Earlier on Wednesday April 16, the Supreme Court in the United Kingdom made a decision on the legal definition of a woman, ruling that it is based on biological sex.
This comes after Donald Trump also signed an executive order in the US recognizing male and female as the only two sexes.
What the ruling says in short
The Supreme Court ruling, which came on Wednesday April 16, ruled that transgender women with gender recognition certificates can be excluded from same-sex facilities if “proportionate,” the CNN reports.
FWS first brought the case to the Supreme Court
Campaign group For Women Scotland (FWS) brought a challenge to the UK Supreme Court in 2018, arguing that women’s rights spoken about in the Equality Act should be reserved to those who were assigned female at birth.
They also argued about the definition of a woman
FWS also challenged the court on the definition of a woman and whether someone with a gender recognition certificate (GRC) recognizing their gender as a woman should be treated as such.
The court has now ruled in favor, saying that the terms ‘woman’ and ‘sex’ in the Equality Act “refer to a biological woman and biological sex.”
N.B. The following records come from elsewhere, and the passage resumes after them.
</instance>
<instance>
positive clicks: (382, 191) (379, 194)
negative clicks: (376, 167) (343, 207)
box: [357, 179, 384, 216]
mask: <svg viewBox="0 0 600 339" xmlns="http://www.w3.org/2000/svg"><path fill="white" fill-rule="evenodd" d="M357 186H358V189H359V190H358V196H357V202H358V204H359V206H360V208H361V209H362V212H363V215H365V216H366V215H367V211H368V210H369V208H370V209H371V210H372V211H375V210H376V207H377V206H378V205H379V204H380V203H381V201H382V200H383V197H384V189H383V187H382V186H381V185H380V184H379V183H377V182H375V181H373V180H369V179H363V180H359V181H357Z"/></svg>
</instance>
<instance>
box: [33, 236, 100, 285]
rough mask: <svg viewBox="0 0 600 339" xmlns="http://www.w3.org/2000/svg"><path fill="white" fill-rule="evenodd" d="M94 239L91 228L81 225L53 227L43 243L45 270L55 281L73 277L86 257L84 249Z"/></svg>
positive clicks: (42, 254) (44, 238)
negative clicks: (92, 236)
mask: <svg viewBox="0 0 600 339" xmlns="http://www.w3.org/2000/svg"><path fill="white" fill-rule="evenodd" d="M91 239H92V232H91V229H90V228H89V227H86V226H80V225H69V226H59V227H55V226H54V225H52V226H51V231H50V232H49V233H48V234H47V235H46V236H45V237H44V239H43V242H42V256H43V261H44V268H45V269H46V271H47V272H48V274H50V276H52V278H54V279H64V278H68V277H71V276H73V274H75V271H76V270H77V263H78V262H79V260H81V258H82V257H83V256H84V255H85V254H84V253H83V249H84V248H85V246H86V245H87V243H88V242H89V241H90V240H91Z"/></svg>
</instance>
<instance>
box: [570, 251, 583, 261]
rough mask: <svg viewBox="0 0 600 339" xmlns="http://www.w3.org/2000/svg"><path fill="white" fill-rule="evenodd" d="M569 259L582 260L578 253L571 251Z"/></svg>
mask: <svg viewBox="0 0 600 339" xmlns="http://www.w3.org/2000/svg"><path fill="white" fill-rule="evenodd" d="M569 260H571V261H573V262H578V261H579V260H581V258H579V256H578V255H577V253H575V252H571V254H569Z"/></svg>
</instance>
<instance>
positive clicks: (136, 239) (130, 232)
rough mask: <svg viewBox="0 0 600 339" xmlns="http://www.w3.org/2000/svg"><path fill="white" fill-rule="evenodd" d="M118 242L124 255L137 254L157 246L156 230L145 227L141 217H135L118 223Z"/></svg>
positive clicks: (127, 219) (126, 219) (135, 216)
They read the ruling in court
Justices Lord Hodge, Lady Rose and Lady Simler said, “If as a matter of law, a service provider is required to provide services previously limited to women also to trans women with a GRC, even if they present as biological men, it is difficult to see how they can then justify refusing to provide those services also to biological men and who also look like biological men.”
The Justices said the terms refer to biological sex
“Read fairly and in context, the provisions relating to single-sex services can only be interpreted by reference to biological sex,” they added.
The ruling, which was delivered by Judge Lord Hodge, continued, “A certificated sex interpretation would cut across the definition of the protected characteristic of sex in an incoherent way.”
The ruling compared the sexes
“References to a ‘woman’ and ‘women’ as a group sharing the protected characteristic of sex would include all females of any age, irrespective of any other protected characteristic, and those trans women, biological men, who have the protected characteristic of gender reassignment and a GRC, and who are therefore female as a matter of law,” it continued.
It also mentioned the recognition of men
The ruling went on, “The same references would necessarily exclude men of any age, but they would also exclude some, biological, women living in the male gender with a GRC, trans men who are legally male.”
This comes after Trump signed an order in the US
This ruling in the UK follows Trump’s recent executive order in the US which decrees male and female as the only two biological sexes.
What Trump’s order states
The executive order states, “Invalidating the true and biological category of ‘woman’ improperly transforms laws and policies designed to protect sex-based opportunities into laws and policies that undermine them, replacing long standing, cherished legal rights and values with an identity-based, inchoate social concept.”
The ruling has resulted in mixed reactions
Like Trump’s executive order on the matter, the ruling in the UK received mixed reactions.
While some campaign groups are calling the recent ruling ‘wonderful’ news, trans rights groups are saying it’s ‘not justice, it’s erasure’.